Tennessee lawmakers are wrestling with a proposal that could dramatically cut the number of cases each Department of Children’s Services caseworker handles. House Bill 1939 would cap initial assessment workloads at 12 active cases per worker and require DCS to close active cases within 12 months. Fans of the bill say those tighter limits could sharpen investigations and speed up family reunifications, while critics are eyeing the price tag and the hiring spree it would take to pull off.
What the bill would do
Filed by Rep. Gloria Johnson in January, HB1939 would swap the current “monthly average” caseload standard for hard caps. Caseworkers handling initial assessments could carry no more than 12 active cases involving up to 12 families, and staff assigned to ongoing services could monitor no more than 20 children, according to the Tennessee General Assembly.

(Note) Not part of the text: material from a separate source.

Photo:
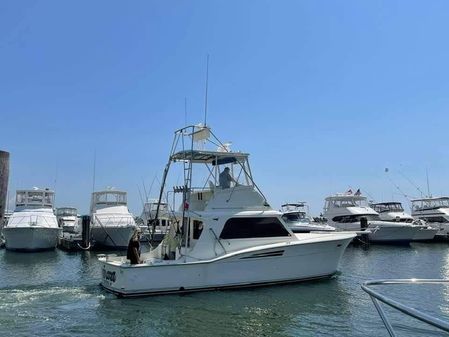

The bill also orders that cases be resolved within 12 months and requires a status review hearing if DCS misses that one-year mark.
Costs and staffing impact
The bill’s fiscal note pegs the cost at roughly $16.1 million in state spending in FY26-27 and estimates about 269 new positions statewide, including around 215 additional case managers, according to the Fiscal Review Committee. The projection assumes a mix of DCS state funds, TennCare money, and federal Title IV-E reimbursements to pay salaries and other operating costs.
Where the measure stands
HB1939 has already cleared a House children-and-family subcommittee and moved to the House Judiciary Committee, but that panel put the brakes on it this month and deferred action, as reported by WSMV. The same report notes that the bill’s Senate companion stalled out earlier in March and did not make it through the Senate Judiciary Committee.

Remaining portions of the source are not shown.